Coalesce function not working with data frames n x n with n>=2


#1

Hi,

y=dataframe 6x6

I may be wrong but I tried to use coalesce function on a dataframe 6x6 and I get the error: no method matching iterate.
coalesce.(y,0) ==> Error
But if I try coalesce.(y[i],0) for each i it works.
any help?
Thank you


#2

It might help if you could read PSA: make it easier to help you, and then post a MWE - it is currently unclear what you are trying to do.

From the REPL:

help?> coalesce
search: coalesce

  coalesce(x, y...)

  Return the first value in the arguments which is not equal to missing, if
  any. Otherwise return missing.

  Examples
  ≡≡≡≡≡≡≡≡≡≡

  julia> coalesce(missing, 1)
  1

  julia> coalesce(1, missing)
  1

  julia> coalesce(nothing, 1)  # returns `nothing`

  julia> coalesce(missing, missing)
  missing

#3

Broadcasting on a dataframe doesn’t go through every cell, it goes though each row. Non of the rows are missing, so coalesce didn’t do anything. Also, it’s not mutating. Not sure if there’s a better way, but I often do

for n in names (df)
    df[n] = coalesce.(df[n], 0)
end

#4

Could you clarify what operation you are trying to perform? Are you looking to replace each missing in a DataFrame with 0?


#5

It’s been evoked several times to add an argument to disallowmissing! to do that. Should be easy to do.


#6

Sorry if I wasn’t enough clear.
I have a multi-dimension dataframe y (size is 6x6 see picture)

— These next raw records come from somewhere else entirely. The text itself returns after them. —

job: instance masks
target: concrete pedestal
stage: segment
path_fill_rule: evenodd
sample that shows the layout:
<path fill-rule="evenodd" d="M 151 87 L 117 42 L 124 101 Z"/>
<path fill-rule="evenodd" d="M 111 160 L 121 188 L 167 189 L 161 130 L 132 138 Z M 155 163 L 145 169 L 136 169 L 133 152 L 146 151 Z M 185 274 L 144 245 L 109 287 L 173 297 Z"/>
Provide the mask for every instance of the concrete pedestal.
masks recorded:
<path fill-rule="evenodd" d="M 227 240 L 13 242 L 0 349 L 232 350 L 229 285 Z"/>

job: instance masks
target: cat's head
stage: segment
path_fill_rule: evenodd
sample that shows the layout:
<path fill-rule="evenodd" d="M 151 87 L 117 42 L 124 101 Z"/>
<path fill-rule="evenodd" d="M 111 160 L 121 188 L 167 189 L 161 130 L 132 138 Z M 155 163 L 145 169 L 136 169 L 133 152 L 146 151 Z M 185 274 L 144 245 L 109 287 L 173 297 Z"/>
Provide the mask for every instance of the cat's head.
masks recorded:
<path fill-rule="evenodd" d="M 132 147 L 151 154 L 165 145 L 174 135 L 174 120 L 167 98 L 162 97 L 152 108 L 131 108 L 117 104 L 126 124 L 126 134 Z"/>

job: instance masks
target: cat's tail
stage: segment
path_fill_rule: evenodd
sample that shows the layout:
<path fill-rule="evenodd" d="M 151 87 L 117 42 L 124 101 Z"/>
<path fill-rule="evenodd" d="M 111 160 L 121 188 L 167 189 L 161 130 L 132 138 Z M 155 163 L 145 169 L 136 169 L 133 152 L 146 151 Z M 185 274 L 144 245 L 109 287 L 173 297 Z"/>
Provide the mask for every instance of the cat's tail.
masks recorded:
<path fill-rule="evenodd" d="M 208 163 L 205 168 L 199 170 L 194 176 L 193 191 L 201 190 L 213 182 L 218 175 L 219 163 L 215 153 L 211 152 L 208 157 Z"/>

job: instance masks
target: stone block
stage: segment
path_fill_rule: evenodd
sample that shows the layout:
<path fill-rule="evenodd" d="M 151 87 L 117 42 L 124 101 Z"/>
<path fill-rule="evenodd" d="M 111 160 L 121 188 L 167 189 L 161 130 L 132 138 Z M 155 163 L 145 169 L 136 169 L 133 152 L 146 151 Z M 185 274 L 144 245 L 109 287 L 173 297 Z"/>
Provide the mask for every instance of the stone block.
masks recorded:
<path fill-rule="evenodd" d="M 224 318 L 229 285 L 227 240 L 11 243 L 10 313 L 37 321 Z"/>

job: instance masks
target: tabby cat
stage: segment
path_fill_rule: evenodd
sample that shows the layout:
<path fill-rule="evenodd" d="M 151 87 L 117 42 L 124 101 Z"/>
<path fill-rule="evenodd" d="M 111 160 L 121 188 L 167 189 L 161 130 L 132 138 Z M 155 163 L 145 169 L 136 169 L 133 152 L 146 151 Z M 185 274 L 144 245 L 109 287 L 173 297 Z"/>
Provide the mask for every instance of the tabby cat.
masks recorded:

To replace missing value by 0 in this data frame, I tried: coalesce.(y, 0) but I got an error message. The only way to do this is : [y[i] = coalesce.(y[i], 0) for i in 1:size(y,2)]
I would have thought that coalesce.(y, 0) will replace any missing value in the DataFrame which is not working, it only works for DataFrame vector but not DataFrame nXn
by doing : [y[i] = coalesce.(y[i], 0) for i in 1:size(y,2)]
I get the 0 instead of missings


#7

Did you try what I suggested?

?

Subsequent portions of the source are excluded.